Le mot « téléscripteur » vous dit-il quelque chose ? Non ? Peut-être que vous ne cachez même pas la caméra de votre ordinateur portable ? Et vous enregistrez vos mots de passe dans le navigateur ? Combien de minutes avez-vous mis à lire ce paragraphe ? À peu près autant de temps vous auriez tenu dans la réalité du « Répartiteur ».

Supposons que vous travaillez dans une grande entreprise et que vous apprenez des choses désagréables à son sujet. Par exemple, dans le nouveau modèle de voiture, une erreur de conception provoque parfois un accident, mais il est plus facile pour l'entreprise d'indemniser les victimes que de lancer un rappel massif. Ou une erreur de capteur peut faire cabrer dangereusement le nez d'un avion, mais ni les pilotes ni les régulateurs n'ont besoin de le savoir. Ou un lot de blé à effet toxique est « accidentellement » parti non pas à l'élimination, mais sur le marché.

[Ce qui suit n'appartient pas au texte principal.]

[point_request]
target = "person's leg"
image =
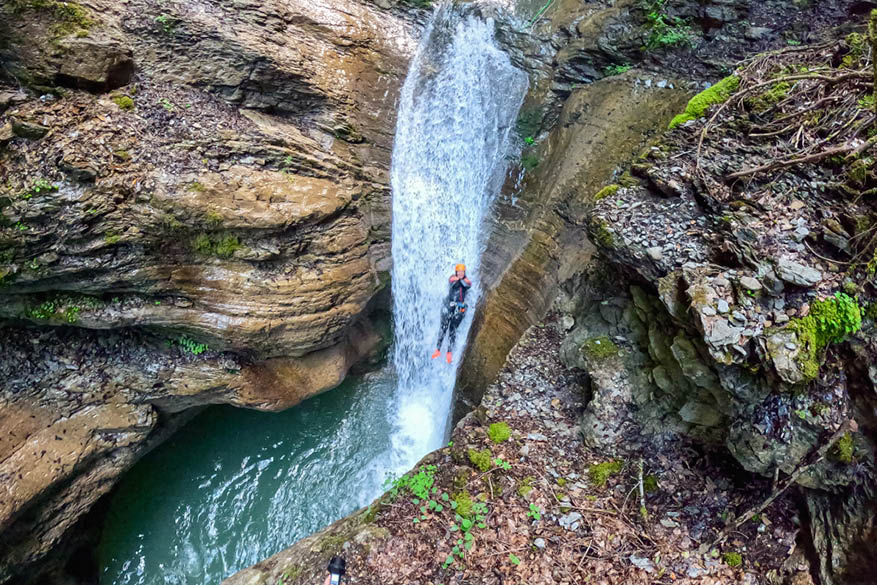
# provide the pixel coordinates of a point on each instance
(452, 333)
(445, 322)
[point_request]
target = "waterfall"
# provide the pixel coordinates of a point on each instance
(453, 134)
(235, 487)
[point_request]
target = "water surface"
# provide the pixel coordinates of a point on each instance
(235, 486)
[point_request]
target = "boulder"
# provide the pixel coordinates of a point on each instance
(95, 64)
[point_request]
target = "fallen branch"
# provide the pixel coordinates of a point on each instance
(848, 426)
(779, 164)
(642, 494)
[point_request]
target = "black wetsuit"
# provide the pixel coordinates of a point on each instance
(453, 311)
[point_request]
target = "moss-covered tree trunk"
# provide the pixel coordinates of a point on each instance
(872, 34)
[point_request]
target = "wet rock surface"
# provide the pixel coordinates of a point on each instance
(551, 514)
(194, 210)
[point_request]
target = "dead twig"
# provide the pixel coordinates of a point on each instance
(848, 426)
(779, 164)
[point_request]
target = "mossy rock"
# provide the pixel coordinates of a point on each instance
(220, 245)
(480, 459)
(599, 473)
(464, 504)
(601, 235)
(499, 432)
(123, 101)
(599, 348)
(829, 321)
(716, 94)
(843, 449)
(607, 191)
(767, 99)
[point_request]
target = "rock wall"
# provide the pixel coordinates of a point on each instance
(195, 210)
(753, 330)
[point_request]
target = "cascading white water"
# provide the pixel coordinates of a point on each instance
(455, 119)
(242, 487)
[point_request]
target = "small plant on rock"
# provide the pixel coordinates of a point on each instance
(499, 432)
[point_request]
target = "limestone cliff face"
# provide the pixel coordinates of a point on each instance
(195, 210)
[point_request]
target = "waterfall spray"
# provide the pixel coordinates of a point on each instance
(456, 115)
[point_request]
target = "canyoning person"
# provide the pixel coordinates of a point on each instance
(453, 310)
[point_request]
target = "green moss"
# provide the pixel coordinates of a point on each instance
(480, 459)
(290, 574)
(842, 451)
(530, 161)
(856, 44)
(526, 486)
(627, 180)
(599, 473)
(123, 101)
(858, 170)
(221, 245)
(698, 105)
(601, 234)
(499, 432)
(68, 16)
(829, 321)
(599, 348)
(464, 504)
(769, 98)
(606, 191)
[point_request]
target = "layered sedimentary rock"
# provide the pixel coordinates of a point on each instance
(195, 210)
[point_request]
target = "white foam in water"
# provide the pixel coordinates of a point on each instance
(456, 114)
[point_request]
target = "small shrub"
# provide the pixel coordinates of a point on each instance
(499, 432)
(600, 473)
(480, 459)
(664, 30)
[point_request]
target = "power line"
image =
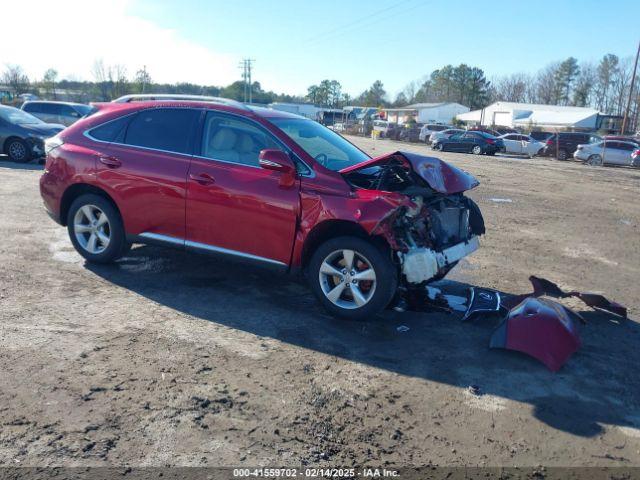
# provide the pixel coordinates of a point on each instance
(246, 65)
(355, 22)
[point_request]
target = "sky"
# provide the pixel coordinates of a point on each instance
(297, 43)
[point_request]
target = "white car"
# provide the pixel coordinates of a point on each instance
(428, 129)
(611, 152)
(521, 144)
(435, 136)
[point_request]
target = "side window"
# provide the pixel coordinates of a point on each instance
(32, 108)
(232, 139)
(112, 131)
(168, 129)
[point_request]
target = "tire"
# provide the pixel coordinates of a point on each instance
(326, 275)
(84, 223)
(594, 160)
(18, 150)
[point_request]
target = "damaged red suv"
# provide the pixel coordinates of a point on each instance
(219, 177)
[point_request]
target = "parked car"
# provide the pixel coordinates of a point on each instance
(540, 136)
(22, 135)
(263, 186)
(63, 113)
(435, 136)
(475, 142)
(563, 145)
(428, 128)
(488, 130)
(410, 132)
(521, 144)
(607, 152)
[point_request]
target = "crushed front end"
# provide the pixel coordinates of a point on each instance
(436, 226)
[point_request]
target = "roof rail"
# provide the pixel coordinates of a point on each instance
(149, 97)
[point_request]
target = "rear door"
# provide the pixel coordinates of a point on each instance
(145, 171)
(234, 206)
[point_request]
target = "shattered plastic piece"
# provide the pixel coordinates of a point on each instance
(544, 287)
(481, 300)
(541, 328)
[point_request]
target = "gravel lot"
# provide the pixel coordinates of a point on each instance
(170, 359)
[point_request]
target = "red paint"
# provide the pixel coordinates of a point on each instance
(267, 212)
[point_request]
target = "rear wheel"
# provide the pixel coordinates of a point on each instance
(96, 229)
(18, 150)
(594, 160)
(352, 278)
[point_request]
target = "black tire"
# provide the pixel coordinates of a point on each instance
(380, 261)
(117, 245)
(18, 150)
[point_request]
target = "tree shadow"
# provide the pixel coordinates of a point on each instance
(598, 386)
(32, 165)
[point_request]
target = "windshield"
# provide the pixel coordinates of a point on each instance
(18, 117)
(327, 147)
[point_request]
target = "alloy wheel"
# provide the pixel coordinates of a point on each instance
(347, 279)
(92, 229)
(17, 151)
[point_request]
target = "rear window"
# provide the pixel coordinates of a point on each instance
(112, 131)
(165, 129)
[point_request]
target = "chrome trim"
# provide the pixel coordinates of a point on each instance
(162, 238)
(235, 253)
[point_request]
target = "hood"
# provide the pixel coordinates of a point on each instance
(441, 176)
(43, 128)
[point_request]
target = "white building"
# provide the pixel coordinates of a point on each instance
(305, 109)
(443, 112)
(529, 115)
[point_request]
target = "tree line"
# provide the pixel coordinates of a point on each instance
(604, 86)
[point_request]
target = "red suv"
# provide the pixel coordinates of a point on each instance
(264, 186)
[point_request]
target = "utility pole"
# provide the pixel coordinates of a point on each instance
(245, 65)
(633, 81)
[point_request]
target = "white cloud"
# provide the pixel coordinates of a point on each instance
(70, 35)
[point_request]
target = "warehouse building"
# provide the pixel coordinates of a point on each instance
(533, 116)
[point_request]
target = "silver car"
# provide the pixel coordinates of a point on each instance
(609, 152)
(435, 136)
(64, 113)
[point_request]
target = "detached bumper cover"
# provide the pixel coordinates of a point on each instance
(541, 328)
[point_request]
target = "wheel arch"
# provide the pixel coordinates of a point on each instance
(78, 189)
(335, 228)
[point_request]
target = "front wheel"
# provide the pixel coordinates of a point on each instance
(594, 160)
(18, 151)
(352, 278)
(96, 229)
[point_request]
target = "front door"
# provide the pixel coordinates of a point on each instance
(233, 205)
(145, 171)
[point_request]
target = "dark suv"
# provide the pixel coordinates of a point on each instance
(564, 144)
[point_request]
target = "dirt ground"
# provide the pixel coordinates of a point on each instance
(171, 359)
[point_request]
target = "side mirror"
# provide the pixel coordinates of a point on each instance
(272, 159)
(279, 161)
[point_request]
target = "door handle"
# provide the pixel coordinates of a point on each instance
(202, 178)
(111, 162)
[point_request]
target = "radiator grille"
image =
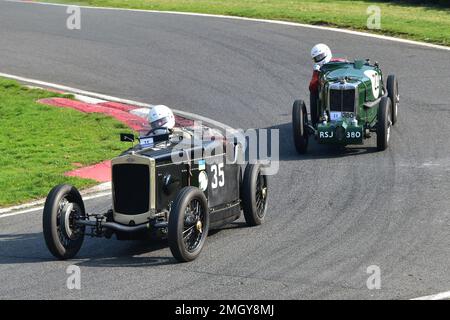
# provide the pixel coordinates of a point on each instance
(131, 183)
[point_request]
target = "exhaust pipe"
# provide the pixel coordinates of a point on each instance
(115, 226)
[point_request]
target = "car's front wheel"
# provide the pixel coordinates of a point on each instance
(384, 124)
(62, 235)
(188, 224)
(392, 88)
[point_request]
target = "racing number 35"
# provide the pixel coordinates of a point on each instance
(218, 175)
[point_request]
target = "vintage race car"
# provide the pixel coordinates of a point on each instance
(352, 102)
(176, 186)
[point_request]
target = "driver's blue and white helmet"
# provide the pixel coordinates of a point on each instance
(161, 116)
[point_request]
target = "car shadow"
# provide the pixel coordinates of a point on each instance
(31, 248)
(315, 150)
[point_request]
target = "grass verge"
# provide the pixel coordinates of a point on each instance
(38, 143)
(417, 22)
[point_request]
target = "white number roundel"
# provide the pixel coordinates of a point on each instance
(375, 80)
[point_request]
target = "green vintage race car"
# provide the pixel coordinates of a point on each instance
(352, 103)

Supposons que vous décidez qu'il vaut mieux ne pas crier la vérité, mais la vendre, et que vous allez non pas à la presse, mais à la caisse. Qui gagne : le type avec une clé USB ou la société qui sait couvrir ces risques sans témoins ni conséquences ? Et si vous ne voulez pas grossir les statistiques d'accidents, vous devez vous adresser à une personne spéciale. Un intermédiaire de cette zone grise où l'information n'est pas divulguée mais routée, où le chantage n'est pas une impulsion mais un service, et où la sécurité ne se mesure pas en gilets pare-balles mais par la bonne distance entre les personnes.

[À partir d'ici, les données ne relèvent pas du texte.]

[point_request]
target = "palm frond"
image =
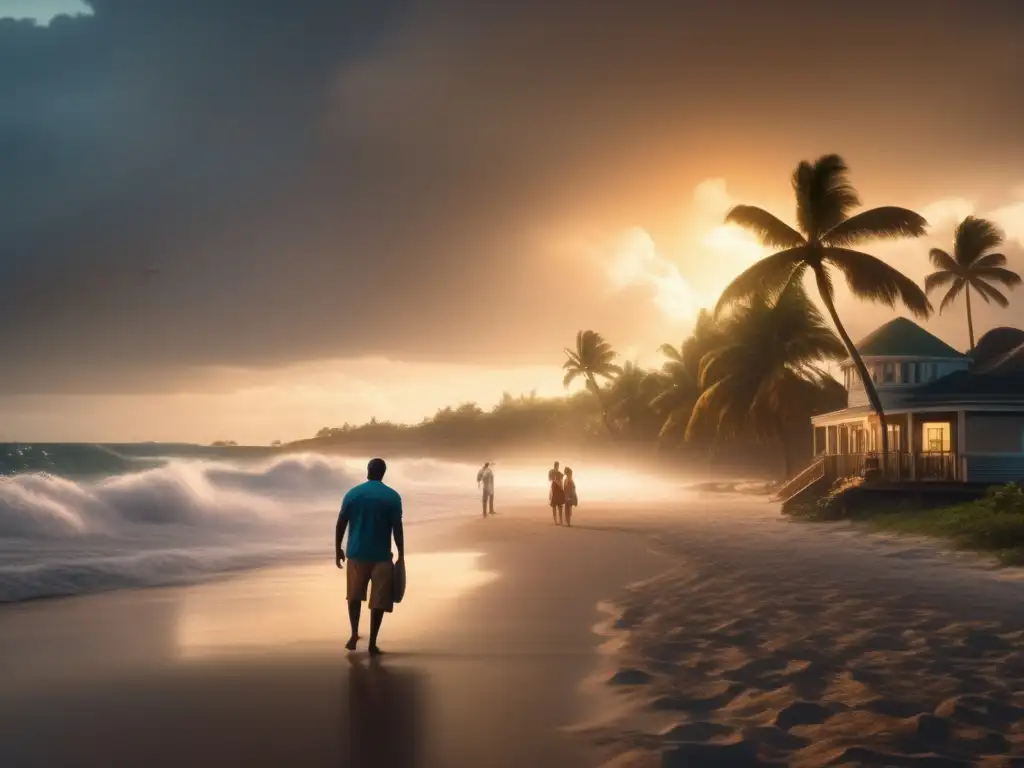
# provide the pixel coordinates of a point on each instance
(885, 222)
(824, 195)
(942, 260)
(937, 280)
(989, 293)
(870, 278)
(973, 238)
(771, 230)
(770, 274)
(951, 295)
(1007, 278)
(989, 259)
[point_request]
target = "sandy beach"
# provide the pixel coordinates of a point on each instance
(710, 633)
(774, 642)
(483, 659)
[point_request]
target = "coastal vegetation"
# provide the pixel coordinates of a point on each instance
(828, 232)
(993, 523)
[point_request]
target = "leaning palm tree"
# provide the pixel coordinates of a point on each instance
(629, 400)
(679, 379)
(766, 377)
(824, 242)
(592, 358)
(972, 265)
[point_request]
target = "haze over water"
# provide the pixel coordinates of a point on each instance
(80, 519)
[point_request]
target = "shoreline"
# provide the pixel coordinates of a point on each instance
(488, 647)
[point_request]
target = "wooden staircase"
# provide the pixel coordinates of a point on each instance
(801, 482)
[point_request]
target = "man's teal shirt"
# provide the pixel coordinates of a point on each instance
(372, 510)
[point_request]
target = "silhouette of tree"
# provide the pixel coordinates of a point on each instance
(629, 399)
(765, 375)
(679, 379)
(972, 265)
(592, 358)
(825, 239)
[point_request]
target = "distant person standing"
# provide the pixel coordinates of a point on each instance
(556, 496)
(372, 514)
(568, 487)
(485, 481)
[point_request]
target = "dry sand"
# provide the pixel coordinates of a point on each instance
(774, 642)
(745, 640)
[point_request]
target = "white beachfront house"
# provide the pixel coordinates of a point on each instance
(951, 416)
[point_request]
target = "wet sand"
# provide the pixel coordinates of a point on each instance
(743, 639)
(484, 657)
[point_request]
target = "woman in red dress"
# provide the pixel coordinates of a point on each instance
(557, 495)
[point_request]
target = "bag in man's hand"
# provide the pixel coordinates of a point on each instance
(398, 580)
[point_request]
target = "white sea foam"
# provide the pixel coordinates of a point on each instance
(188, 518)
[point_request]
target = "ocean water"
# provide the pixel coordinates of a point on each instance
(86, 518)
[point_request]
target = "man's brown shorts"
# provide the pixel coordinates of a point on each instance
(364, 572)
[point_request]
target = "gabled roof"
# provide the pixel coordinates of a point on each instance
(995, 343)
(962, 385)
(999, 351)
(901, 337)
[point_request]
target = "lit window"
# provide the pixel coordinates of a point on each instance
(935, 437)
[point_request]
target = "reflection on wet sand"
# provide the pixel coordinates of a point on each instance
(386, 715)
(305, 606)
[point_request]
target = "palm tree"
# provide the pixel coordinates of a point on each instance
(679, 378)
(592, 358)
(629, 400)
(766, 375)
(972, 265)
(825, 239)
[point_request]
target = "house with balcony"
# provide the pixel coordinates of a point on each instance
(951, 417)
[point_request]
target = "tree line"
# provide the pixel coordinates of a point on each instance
(754, 368)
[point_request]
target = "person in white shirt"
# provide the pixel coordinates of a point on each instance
(485, 481)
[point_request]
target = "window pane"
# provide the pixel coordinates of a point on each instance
(935, 437)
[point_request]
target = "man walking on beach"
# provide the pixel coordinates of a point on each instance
(372, 514)
(485, 480)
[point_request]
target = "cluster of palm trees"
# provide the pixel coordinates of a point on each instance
(753, 367)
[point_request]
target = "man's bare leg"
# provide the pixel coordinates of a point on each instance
(376, 616)
(354, 608)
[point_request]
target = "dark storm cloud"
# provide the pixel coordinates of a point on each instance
(251, 182)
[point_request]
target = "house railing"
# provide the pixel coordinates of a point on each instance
(795, 484)
(900, 467)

Ash du film est exactement ce genre de personne. Il fait des affaires, trouve des solutions, résout des problèmes. Il glisse dans les rues, les gares, les halls d'hôtel avec le visage d'un homme qui pense toujours deux coups d'avance. Il construit la communication via des technologies obsolètes comme ce téléscripteur, car l'ancien signifie non traçable. Son travail est de faire en sorte que le client survive jusqu'au moment où l'argent arrive sur le compte.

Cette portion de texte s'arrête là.